Danıştay savcısı TSK'da başörtüsüne karşı çıktı!

Şubat 2017'de Milli Savunma Bakanlığının yaptığı düzenlemeyle TSK'da başörtüsü yasağı kaldırılmıştı. Kararda TSK'da görev yapan kadın subay ve astsubayların başörtüsü takabileceği belirtilmişti.

2017'nin şubat ayında çok önemli bir adım atılmıştı toplumsal normalleşme adına. Milli Savunma Bakanlığı TSKbünyesindeki kadın subay ve astsubayların başörtülü olarak görev yapmalarının önünü açan bir karar aldı. 

Ancak bu karar kendisine kırmızı zemin üzerine sarı yıldızı amblem olarak seçen sol tandanslı Halkın Kurtuluş Partisi tarafından Danıştay'a taşındı.

MSB'nin aldığı başörtüsü kararının iptali için idari dava açtı. 

Bu davada bugün yeni bir gelişme yaşandı. Danıştay Savcısı, davaya ilişkin esas hakkındaki mütalaasını verdi.

“DİNSEL AİDİYETLERİNİ HİÇBİR ŞEKİLDE BELLİ ETMEMESİ GEREKİR”

Savcı mütalaasında şu ifadeleri kullandı:

“Anayasanın 2. maddesinde, Türkiye Cumhuriyetinin başlangıçta belirtilen temel ilkelere dayanan demokratik, laik ve sosyal bir hukuk devleti olduğu belirtilmiştir.

Kamu hizmetinde 'laiklik ilkesi' tarafsızlık ilkesinin bir unsuru olup, dinsel alanda tarafsızlık, laiklik olarak da tanımlanabilir.

Tarafsızlık, kamu hizmetine hakim olan temel ilkelerden biridir. İdareye yüklenmiş bir ödev niteliğini taşıyan tarafsızlık ilkesi ile kamu hizmetini yürüten personele siyasi, sosyal ve dinsel eğilimlerini dışa yansıtmama yükümlülüğü getirilmiş, kamu hizmetinin düzenli ve her türlü kuşkudan uzak bir şekilde yürütülmesi amaçlanmıştır.

657 sayılı Devlet Memurları Kanunu'nun 6. maddesinde yer verilen tarafsızlık ve eşitlik ilkesine bağlı kalmakla yükümlü bulunan kamu personelinin, hizmetin yürütümünde taraflı davrandığı yönünde şüpheye neden olmaması, siyasi görüşlerini, dinsel aidiyetlerini hiçbir şekilde belli etmemesi gerekir.”

“LAİKLİK İLKESİ VARLIĞINI KORUDUKÇA, HUKUKEN KABUL EDİLEMEZ”
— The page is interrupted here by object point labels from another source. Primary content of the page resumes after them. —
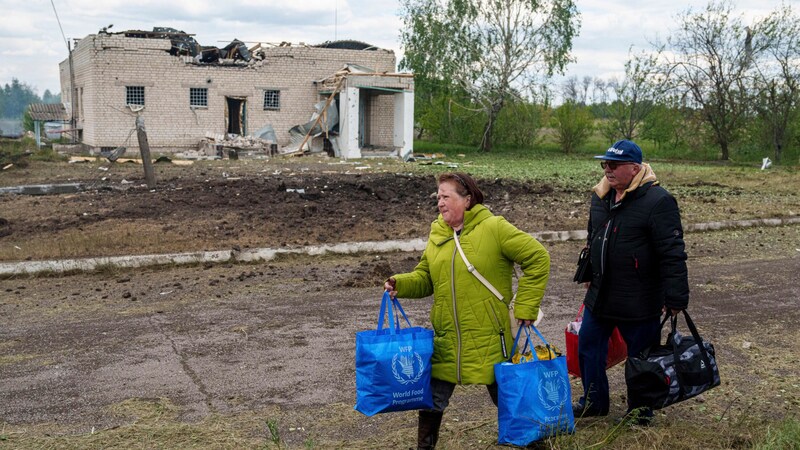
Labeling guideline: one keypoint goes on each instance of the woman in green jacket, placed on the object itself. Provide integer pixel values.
(471, 324)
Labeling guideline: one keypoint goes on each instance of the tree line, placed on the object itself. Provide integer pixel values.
(483, 76)
(15, 98)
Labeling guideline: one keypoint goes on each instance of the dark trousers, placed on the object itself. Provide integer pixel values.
(593, 351)
(443, 390)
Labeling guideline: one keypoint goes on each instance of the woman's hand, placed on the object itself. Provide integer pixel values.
(390, 286)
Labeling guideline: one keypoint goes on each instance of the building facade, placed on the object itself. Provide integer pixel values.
(110, 79)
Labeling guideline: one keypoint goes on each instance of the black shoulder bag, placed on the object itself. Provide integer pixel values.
(584, 271)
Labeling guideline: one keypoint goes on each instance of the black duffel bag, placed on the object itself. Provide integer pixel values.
(679, 369)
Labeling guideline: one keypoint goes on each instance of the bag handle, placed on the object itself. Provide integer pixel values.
(390, 306)
(527, 341)
(471, 269)
(580, 311)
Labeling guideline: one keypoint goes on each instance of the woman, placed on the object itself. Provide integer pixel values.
(471, 324)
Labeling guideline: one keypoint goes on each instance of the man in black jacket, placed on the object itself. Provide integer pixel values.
(638, 270)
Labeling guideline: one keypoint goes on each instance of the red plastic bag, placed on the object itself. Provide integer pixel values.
(617, 350)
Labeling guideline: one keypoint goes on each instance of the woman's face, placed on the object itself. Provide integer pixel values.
(451, 204)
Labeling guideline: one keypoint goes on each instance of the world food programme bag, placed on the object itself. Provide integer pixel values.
(617, 349)
(679, 369)
(534, 397)
(393, 371)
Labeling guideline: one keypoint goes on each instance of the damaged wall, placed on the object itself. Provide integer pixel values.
(105, 64)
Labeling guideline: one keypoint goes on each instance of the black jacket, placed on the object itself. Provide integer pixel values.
(638, 256)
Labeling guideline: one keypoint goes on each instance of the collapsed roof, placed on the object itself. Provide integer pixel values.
(185, 44)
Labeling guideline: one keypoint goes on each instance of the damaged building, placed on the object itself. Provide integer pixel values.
(342, 97)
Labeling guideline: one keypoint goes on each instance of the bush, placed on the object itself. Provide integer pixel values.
(573, 124)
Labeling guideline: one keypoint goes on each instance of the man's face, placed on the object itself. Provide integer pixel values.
(619, 173)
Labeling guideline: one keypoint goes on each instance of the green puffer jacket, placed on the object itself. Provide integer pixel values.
(467, 318)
Danıştay Savcısı, mütalaasında hükümetin yanıtına da yer vererek şunları kaydetti:

“Her ne kadar davalı idarece, düzenlemenin dini inanç ve ibadet hürriyetini güvence altına alarak, kadın personele istemesi halinde belirli şekil ve şartlar altında başını kapatma özgürlüğü tanıdığı belirtilmekte ise de; idarenin düzenleme alanının kamu hizmetinin gerekleri ve kamu yararıyla sınırlı bulunması, kamu hizmetinin ana ilkelerinden olan tarafsızlık ilkesinin idarece öncelikle gözetilmesinin gerekmesi nedeniyle, kamu hizmetini yürütmekle yükümlü bulunan ve bu statüye girerken belirli ilkelere uymayı kabul eden kamu görevlilerinin, din ve vicdan hürriyetinden bahisle dinsel mensubiyetlerini öne çıkarmalarına olanak sağlayacak şekilde kural getirilmesi, Anayasanın 2. maddesinde yer alan 'laiklik ilkesi' varlığını korudukça, hukuken kabul edilemez.

Din ve vicdan özgürlüğü bağlamında kamu personelinin dinsel aidiyetini göstermesine imkan tanınmasının; kamu görevini yerine getirirken ne kadar tarafsız davranırsa davransın, hizmetten yararlanan kişilerde şüpheye yol açabileceği ve bundan da kamu hizmetinin zarar göreceği açıktır.

Belirtilen nedenlerle, dava konusu düzenlemenin iptali gerekeceği düşünülmüştür.”